The Shooters and Fishers Party is a federally registered political party, “advocating for the politically incorrect, a voice of reason, science and conservation” with aims to promote hunting in schools and on all public lands.
The Australia Party, led by Bob Katter, calls for, for “refocusing licensing efforts in-line with modern community expectations”.
But the key difference between pro-gun groups in Australia and the US, is the ideological shift away from libertarian concerns.
Australian pro-gun groups are more tied to the liberties associated with hunting, access to public land or rights to pursue gun sports or agricultural needs, as opposed to the 'right' of self-defence.
GUN BUY-BACK SCHEMES

Pressure was already building from the previous massacres during the 1980s and the states were already conducting their own schemes.
But the federal scheme is the best-known - on a wave of public support, about 631,000 firearms were handed in between 1996 and 1997, at a public cost of $500 million, funded through a one-off increase in the Medicare levy.
One yet-to-be published estimate says that about a million guns have been destroyed as a result of all the buyback schemes, or about a third of all guns in Australia.
THE AUSTRALIAN MODEL
Adjunct Associate Professor Philip Alpers from Sydney University is is a firearm policy analyst and UN delegate on gun issues.
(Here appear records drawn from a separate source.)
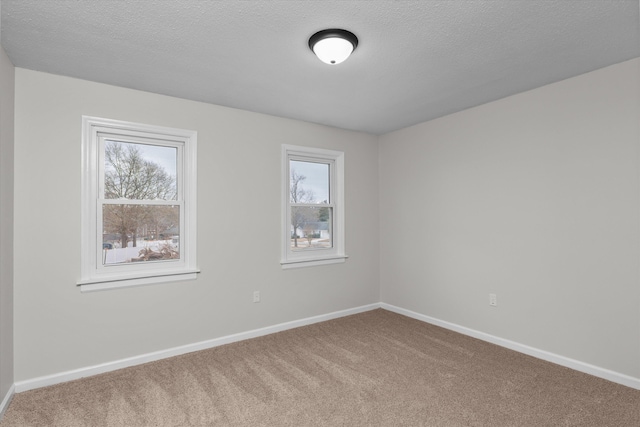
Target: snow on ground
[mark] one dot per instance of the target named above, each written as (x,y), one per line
(119,255)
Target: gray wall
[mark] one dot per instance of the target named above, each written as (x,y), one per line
(7,75)
(59,329)
(534,198)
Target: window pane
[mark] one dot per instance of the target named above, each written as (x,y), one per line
(309,182)
(140,233)
(311,227)
(139,171)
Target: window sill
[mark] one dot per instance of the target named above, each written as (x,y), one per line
(312,262)
(103,284)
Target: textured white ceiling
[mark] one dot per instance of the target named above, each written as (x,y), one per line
(417,60)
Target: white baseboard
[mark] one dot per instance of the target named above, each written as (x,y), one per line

He says that Australia has what is seen to be model legislation.
“The Australian model is being looked at by a lot of other countries, for example I testified at senate hearings in Argentina, telling them what we have here in Australia,” he said.
“There's no one-size-fits-all, of course, our laws could not just be translated to Argentina or Brazil or anywhere else, but they cherry pick the politically acceptable laws, normally from commonwealth legislation.”
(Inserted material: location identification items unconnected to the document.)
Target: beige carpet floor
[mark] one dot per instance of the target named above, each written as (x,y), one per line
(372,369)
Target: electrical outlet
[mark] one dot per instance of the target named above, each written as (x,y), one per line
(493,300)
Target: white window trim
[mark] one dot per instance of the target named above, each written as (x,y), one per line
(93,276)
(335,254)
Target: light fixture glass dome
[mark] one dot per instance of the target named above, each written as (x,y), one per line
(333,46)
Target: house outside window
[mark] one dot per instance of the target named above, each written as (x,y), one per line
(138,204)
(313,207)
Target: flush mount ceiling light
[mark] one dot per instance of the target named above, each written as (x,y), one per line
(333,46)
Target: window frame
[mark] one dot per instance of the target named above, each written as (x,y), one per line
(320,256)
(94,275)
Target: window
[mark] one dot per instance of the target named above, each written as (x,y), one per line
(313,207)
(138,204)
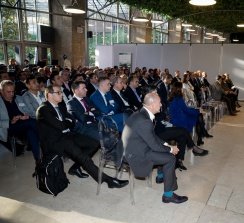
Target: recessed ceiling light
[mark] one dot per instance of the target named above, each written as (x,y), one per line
(202,2)
(186,25)
(190,30)
(157,21)
(140,19)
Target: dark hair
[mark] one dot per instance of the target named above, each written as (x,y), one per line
(184,78)
(29,78)
(101,79)
(176,91)
(76,84)
(131,78)
(146,90)
(53,74)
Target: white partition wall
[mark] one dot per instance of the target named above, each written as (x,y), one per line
(233,64)
(206,57)
(104,56)
(175,57)
(213,58)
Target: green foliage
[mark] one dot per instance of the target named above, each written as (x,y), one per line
(223,16)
He attributed the success of gun control in Australia to the determination of former Prime Minister Howard and the then Attorney General Daryl Williams for “bullying” the laws through.
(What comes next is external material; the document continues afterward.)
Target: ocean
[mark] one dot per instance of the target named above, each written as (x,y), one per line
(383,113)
“But it was also the huge up-swell of support in the fallout from those public massacres that changed everything – the cartoons in the papers at the time portrayed all gun owners as potential mass killers.”
Mr Alpers, who spoke to US news network CNN on the issue, holds little hope for a similar backlash in the US in the wake of the Newtown massacre.
“None at all, their culture is utterly different. It's a quasi-religious thing, you are not free without a gun … it's part of ideology that has been perpetuated by organisations such as the NRA, who say that you need a gun in case the government comes after you.”
“Gun control [in the US] is at the same place that tobacco was in about the fifties. A self-interest group [that is] fighting tooth and nail against change.”
“It could take 20 years.”
CARS ARE GUNS
If I were to agree to another date with my Texan friend, I would ask her about what she meant by “responsible gun ownership” and liken it to car ownership.
The regulatory formula that has worked to lower the road toll, including licensing restrictions and safety measures like seat belts, could also work to reduce deaths by firearm - but first we'd all have to agree that no-one in the family should be shot.